Firstly, the big winner in title and prestige is Mervyn King, governor of the bank of England. The bank has been given the role previously held by the FSA, known as macro-prudential supervision, to go along with its existing control over interest rates. This means that governor King will be responsible for monitoring whether the actions of the City, or any individual financial institution, posed a systemic risk to the UK economy.
King has now become the most powerful governor in living memory. Guardian economic pundit Nils Pratley has cleverly described King as now being “too big to fail”. But this is precisely the charge that has led to Vince Cable’s new Vickers commission being established to examine whether to break up the big banks.
Osborne also announced that the government will create a “powerful new consumer protection and markets authority” to regulate every financial services firm. It sounds good, but just because something is set up doesn’t mean it will do succeed, especially if it is created by a chancellor ideologically wedded to light-touch regulation. Moreover, it would also duplicate new financial infrastructures that are close to being established at EU level such as the European systemic risk board and the new European authorities on banking, pensions and securities and markets. What is the point of creating something that will already exist?
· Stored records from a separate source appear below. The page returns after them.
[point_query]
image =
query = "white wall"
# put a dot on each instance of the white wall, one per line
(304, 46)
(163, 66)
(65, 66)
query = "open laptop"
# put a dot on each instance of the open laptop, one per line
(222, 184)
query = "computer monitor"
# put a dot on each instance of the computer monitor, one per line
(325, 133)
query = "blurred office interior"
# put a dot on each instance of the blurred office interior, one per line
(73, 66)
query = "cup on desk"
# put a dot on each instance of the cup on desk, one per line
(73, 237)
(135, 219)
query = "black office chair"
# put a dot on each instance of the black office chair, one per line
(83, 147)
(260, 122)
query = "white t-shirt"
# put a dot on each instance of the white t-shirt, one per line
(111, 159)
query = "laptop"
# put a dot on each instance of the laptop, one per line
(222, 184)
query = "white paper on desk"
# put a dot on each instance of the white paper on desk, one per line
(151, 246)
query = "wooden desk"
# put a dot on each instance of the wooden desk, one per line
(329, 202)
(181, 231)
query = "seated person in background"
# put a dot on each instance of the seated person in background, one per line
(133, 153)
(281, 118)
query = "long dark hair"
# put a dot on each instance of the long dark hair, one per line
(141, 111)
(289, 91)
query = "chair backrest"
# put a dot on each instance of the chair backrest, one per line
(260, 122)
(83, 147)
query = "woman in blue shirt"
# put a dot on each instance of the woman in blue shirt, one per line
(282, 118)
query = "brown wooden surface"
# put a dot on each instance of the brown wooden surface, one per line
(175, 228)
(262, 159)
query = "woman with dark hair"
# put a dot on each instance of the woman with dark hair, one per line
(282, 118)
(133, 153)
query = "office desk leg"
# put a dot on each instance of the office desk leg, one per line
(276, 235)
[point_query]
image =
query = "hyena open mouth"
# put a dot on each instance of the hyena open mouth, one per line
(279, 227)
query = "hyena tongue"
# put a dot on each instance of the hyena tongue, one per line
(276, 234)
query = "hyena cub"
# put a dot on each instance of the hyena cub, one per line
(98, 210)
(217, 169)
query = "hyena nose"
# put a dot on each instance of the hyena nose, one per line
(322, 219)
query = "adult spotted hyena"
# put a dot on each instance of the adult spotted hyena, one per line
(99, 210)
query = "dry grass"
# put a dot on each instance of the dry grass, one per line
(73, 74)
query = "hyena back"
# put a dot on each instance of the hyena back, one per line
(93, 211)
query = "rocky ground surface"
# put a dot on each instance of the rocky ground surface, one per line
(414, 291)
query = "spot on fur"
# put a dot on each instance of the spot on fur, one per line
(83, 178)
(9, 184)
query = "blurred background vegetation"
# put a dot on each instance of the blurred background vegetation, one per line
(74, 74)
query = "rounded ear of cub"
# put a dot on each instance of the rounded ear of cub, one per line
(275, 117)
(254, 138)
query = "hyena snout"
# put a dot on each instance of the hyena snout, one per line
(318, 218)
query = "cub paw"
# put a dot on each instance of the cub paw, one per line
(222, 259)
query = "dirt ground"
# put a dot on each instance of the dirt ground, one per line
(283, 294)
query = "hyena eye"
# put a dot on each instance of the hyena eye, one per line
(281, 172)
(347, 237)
Moreover, while the FSA will disappear, the personnel won’t. While King will chair the new financial policy committee at the Bank, the day-to-day running of it will be done by Hector Sants, the current chief executive of – you’ve guessed it – the FSA! Meanwhile, the chairman of the FSA, Adair Turner, is considered a possible successor to King when his term as governor ends in 2013. You’ve only got to listen to Turner’s response to Osborne’s speech to know that he doesn’t think much has changed: “the FSA now has the clarity of direction and timescale as well as the leadership we need to meet the challenges ahead”. Doesn’t sound like the words of a man who’s just lost his job does it?
Osborne is right to say that Britain’s system of financial regulation “failed spectacularly” during the economic crisis. But the Bank has its critics too – that it did not cut interest rates quickly enough when the crisis was brewing, and that its monetary policy committee did nothing to prick the property asset bubble when it was booming in the years leading up to the crisis.
Osborne’s Mansion House speech also said that banks should pay a levy as a consequence of the huge bail-outs many have received during the crisis. The figures expected to be raised by the levy range from £1 billion to £5 billion – we won’t have a real idea until next week’s ’emergency budget’, but expect the figure to be at the low end of the scale. Again, this raises several questions. Will it be a one-off levy, and what safeguards will there be to ensure that banks don’t just cover the extra cost by charging their customers on the high-street more? Meanwhile, since the coalition clearly does not support it, Labour should continue to campaign for an international financial transaction tax that would rake in multi-billion revenues every year – far more than a bank levy.
In other words, Osborne’s proposals might sound radical, but amount to little more than re-arranging the chairs and re-naming the offices. Institutional adjustment is all well and good, but the mind-set of financial governance and markets has to change if anything to be different in the future. The tripartite system – the bank, treasury and the FSA – all bought the idea that light-touch regulation worked best. It didn’t and it doesn’t. If this mindset doesn’t change, don’t expect the new framework to change anything.
It may have been white-tie and tails but it certainly wasn’t old Etonian. Schoolboy error.